Determining If a Used Car is Reliable
Written by Lee Wyatt (last updated March 30, 2012)
While many people may think that they know the best ways of determining if a used car is reliable or not, the sheer number of lemons bought and sold each year tells a completely different story. It's not all that difficult to ensure whether you have a good car or not, if you simply keep in mind a few simple guidelines.
- Check the record. Do a little bit of research on the car make and model to see whether it is overall reliable or not. Often the more reliable that the car is, the higher its resale value can be. In addition, by doing a little bit of research you can often identify any problem areas that that particular model of car may have, or what problems it may be susceptible to in the future.
- Check the sticker. If you are getting a used car from a dealer, then make sure you take a look at the sticker that they are supposed to put on the car. The FTC (Federal Trade Commission) has made it mandatory that every used car offered by a dealer is required to put a Buyer's Guide that will state whether the car is being sold "As Is," if there is a warranty, and any and all repair costs that the dealer is required to pay. This Guide takes precedence over anything that may be mentioned in your purchase contract. Keep in mind one important fact, if the car is being sold "As Is" then the dealer is making no promises according to the condition of the vehicle. This means that any thing that you find wrong with it you will be required to fix it yourself.
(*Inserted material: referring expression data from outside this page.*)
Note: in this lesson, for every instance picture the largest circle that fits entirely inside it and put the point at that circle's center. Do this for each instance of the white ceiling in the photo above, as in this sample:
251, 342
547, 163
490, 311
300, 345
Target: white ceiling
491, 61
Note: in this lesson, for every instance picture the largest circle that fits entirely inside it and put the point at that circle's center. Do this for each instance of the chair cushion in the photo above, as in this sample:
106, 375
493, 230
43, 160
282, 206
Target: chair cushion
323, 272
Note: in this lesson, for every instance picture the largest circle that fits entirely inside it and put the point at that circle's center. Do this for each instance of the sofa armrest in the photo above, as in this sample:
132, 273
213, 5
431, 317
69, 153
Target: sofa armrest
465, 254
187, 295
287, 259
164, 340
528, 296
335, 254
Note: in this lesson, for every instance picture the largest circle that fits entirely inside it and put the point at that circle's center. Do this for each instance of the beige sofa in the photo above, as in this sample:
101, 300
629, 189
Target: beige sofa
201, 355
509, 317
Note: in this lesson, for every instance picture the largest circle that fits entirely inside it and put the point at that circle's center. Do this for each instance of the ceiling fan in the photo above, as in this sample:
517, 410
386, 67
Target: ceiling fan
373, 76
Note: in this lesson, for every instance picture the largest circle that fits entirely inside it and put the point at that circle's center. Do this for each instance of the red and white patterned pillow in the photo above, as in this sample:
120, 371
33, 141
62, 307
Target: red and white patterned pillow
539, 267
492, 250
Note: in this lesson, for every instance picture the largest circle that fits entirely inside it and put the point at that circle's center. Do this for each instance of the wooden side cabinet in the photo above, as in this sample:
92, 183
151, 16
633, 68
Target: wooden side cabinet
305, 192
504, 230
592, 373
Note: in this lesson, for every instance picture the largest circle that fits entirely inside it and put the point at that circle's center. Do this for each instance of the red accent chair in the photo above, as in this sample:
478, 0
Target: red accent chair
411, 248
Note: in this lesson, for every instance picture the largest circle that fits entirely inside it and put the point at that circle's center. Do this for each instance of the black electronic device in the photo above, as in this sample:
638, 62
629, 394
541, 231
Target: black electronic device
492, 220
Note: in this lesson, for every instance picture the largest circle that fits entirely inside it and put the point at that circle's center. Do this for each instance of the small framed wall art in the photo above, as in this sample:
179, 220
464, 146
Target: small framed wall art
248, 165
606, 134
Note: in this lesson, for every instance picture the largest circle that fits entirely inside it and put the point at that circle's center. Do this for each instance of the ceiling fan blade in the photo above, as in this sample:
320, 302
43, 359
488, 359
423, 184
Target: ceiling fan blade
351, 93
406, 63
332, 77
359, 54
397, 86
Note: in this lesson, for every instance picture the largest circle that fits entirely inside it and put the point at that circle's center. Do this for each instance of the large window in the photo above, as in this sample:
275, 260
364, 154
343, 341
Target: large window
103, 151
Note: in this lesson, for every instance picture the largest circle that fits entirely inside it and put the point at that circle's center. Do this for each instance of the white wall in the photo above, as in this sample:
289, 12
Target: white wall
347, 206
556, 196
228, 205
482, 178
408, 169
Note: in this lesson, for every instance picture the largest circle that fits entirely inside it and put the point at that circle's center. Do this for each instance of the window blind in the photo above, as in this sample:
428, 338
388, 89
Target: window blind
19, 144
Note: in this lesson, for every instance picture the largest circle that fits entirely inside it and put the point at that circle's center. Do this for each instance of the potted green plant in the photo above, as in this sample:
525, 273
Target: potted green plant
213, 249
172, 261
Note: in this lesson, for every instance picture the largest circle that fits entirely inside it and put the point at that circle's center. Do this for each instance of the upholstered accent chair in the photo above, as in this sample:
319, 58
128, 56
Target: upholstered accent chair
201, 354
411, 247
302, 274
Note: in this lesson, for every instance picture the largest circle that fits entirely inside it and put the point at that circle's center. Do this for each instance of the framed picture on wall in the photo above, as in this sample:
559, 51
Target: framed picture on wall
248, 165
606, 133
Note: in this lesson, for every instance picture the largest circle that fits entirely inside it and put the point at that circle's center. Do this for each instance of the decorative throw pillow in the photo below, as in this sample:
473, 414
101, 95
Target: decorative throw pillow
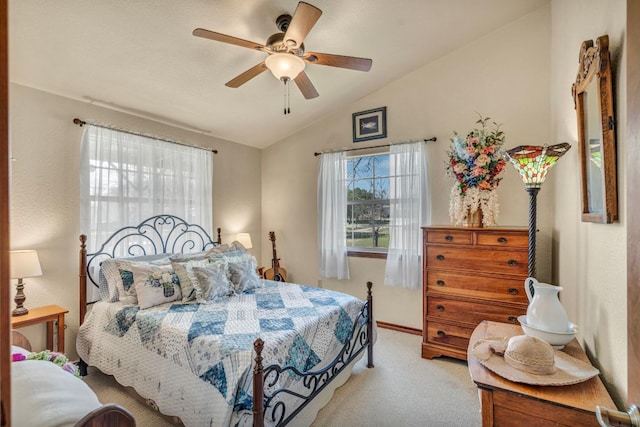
243, 274
183, 266
117, 272
155, 285
227, 251
213, 281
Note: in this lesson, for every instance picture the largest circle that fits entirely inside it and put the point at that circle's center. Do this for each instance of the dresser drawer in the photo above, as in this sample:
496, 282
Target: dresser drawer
489, 261
504, 240
471, 312
474, 286
451, 237
451, 335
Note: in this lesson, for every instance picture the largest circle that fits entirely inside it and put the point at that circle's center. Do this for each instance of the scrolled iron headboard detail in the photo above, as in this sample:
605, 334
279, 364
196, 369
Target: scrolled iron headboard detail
158, 234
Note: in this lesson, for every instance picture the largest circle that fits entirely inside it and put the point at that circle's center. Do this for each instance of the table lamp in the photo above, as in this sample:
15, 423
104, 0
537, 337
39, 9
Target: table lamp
245, 239
533, 163
23, 264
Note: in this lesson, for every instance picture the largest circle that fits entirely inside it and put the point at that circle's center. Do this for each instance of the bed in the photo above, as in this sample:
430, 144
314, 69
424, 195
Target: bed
61, 398
262, 353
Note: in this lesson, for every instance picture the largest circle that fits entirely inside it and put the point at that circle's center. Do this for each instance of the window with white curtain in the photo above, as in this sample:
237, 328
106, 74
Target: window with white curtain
126, 178
382, 201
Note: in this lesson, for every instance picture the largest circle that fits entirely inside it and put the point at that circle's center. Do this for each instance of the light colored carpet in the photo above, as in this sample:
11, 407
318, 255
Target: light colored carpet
402, 390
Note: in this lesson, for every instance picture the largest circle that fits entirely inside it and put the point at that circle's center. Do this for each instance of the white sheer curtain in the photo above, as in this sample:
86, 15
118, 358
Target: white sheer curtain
332, 216
126, 178
408, 197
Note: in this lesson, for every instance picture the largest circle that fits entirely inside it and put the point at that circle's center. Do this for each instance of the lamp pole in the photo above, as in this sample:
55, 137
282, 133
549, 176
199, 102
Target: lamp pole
533, 193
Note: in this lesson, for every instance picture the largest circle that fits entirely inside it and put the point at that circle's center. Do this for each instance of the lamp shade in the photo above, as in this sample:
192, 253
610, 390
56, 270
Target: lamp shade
245, 239
24, 264
534, 162
284, 65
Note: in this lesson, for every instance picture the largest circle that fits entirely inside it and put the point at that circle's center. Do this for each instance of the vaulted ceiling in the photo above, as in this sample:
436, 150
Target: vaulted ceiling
140, 57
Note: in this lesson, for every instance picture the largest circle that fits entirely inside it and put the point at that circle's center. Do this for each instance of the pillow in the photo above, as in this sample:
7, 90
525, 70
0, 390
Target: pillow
117, 273
234, 249
155, 285
60, 399
213, 281
243, 274
183, 265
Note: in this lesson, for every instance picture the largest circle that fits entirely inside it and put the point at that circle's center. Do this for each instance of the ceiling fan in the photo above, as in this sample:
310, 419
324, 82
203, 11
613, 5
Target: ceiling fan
287, 56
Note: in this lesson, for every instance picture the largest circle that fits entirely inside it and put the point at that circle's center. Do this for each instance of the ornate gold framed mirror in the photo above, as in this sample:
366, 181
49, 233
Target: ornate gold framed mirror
593, 98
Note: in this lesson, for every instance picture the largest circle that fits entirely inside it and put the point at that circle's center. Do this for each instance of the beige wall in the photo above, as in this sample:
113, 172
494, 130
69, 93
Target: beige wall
45, 192
590, 259
504, 75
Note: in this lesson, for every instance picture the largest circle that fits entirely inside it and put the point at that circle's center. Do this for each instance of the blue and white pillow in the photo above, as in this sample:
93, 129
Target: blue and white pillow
117, 272
155, 285
242, 274
213, 281
183, 266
- Look it over, outside and in. Thoroughly look at the exterior and interior of the vehicle. This will help you get a good idea of what the general condition of the vehicle is, and what you may need to do to get it fixed (if you purchase it). For example, if you happen to find some paint that has gotten on the chrome, you may have a vehicle that has seen some body work. If you find seats that look like they are sagging, then you might have a car that has some really high mileage on it.
- Don't forget to look at the engine. If possible, have a mechanic along with you to look at the vehicle's engine. Simply having a mechanic visually inspect the engine can tell you quite a bit. It would be preferable though to have the mechanic give it a complete and thorough inspection. Avoid buying the vehicle if the dealer or owner doesn't want you to have a mechanic look at it.
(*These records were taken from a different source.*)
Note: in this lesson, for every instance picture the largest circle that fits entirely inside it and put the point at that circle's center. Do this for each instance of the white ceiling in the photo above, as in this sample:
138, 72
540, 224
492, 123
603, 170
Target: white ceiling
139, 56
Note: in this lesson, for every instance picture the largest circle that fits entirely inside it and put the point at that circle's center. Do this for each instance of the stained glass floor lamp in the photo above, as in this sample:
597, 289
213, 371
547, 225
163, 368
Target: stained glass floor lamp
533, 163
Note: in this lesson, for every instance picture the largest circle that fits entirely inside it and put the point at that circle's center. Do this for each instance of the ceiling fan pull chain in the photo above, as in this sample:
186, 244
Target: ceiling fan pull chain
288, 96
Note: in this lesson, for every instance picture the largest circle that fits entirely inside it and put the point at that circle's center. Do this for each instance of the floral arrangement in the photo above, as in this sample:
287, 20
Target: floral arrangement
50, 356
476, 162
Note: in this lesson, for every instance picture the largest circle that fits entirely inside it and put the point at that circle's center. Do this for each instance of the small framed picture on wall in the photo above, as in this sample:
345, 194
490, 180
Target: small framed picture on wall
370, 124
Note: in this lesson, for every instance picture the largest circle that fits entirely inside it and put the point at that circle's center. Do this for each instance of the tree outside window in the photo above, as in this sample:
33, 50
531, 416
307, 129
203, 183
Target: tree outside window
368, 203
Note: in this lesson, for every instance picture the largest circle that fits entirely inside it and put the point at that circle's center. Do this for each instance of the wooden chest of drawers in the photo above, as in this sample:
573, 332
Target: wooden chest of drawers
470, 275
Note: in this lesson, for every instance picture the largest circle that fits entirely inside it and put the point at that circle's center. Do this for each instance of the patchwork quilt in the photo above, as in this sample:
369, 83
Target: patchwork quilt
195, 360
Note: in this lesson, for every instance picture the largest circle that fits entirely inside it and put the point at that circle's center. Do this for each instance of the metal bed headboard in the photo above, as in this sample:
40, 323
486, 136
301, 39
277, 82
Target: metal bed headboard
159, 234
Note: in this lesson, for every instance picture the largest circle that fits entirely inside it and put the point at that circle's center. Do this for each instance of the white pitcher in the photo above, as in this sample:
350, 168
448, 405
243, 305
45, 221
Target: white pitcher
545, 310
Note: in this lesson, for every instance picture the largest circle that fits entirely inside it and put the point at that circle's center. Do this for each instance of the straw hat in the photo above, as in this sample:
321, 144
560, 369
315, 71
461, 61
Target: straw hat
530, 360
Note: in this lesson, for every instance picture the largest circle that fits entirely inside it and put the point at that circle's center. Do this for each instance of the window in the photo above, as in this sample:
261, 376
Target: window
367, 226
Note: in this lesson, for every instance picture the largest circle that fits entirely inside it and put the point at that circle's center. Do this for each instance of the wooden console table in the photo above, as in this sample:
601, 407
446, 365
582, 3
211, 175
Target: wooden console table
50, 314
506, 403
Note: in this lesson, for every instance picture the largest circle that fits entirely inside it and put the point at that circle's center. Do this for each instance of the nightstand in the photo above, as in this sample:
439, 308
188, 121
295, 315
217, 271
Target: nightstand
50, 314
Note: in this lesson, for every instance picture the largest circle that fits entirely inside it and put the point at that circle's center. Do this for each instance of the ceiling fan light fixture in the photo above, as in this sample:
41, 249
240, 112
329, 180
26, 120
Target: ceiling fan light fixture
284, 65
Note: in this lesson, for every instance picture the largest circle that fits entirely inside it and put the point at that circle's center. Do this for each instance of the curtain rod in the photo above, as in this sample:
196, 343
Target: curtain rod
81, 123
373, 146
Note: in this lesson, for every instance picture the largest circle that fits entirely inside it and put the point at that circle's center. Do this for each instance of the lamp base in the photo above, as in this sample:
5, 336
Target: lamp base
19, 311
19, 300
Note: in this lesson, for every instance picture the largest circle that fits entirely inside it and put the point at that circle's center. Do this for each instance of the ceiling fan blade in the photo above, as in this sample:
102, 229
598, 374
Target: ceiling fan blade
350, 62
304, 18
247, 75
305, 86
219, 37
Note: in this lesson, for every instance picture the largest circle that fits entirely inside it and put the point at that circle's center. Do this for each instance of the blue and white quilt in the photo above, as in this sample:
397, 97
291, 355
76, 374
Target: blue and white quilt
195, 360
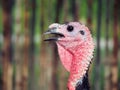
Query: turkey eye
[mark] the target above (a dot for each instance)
(70, 28)
(82, 32)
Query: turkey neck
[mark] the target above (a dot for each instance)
(85, 83)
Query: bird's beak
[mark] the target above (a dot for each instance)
(55, 33)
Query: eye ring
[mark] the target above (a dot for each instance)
(70, 28)
(82, 32)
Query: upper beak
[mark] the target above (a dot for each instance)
(55, 33)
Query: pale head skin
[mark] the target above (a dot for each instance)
(75, 50)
- The tires can say a lot. The condition of the tires on the vehicle can tell you a huge tale. For example, if the wear on the tires isn't even on both sides of the car it could signify that there is an alignment problem. Tires that have been worn down the middle show that they have frequently been over inflated, while tires that have been worn down on the sides will show that they have been underinflated. Either way it indicates that the vehicle has been driven hard.
- What's the exhaust look like? When you start the car do you happen to notice any smoke? The color of that smoke can tell you whether or not you have a problem. For example, smoke that is white in appearance usually indicates that there is a little moisture in the exhaust and nothing that you really need to worry about. However, if you have black smoke then that means that the fuel-air mixture is out of whack and that you need to replace a dirty air filter, or problematic oxygen sensor, or some other similar problem. Blue smoke is typically indicative of burning oil, which means that there could be some rather expensive repairs in store. If you find that you have billowing clouds of white smoke then you have water in the combustion chamber, which means that there was a blown head gasket, damaged cylinder head, or possibly a cracked engine block.
- Ask for a history report. Always ask for a history report, preferably two. The two most reliable companies that can give you accurate histories are CarFax and Experian Automotive. Just as when you are looking at a credit report, you want more than one source to help ensure that you are getting all the information available on the car. Typically the reports will cost about $15 and will only take a few minutes to receive.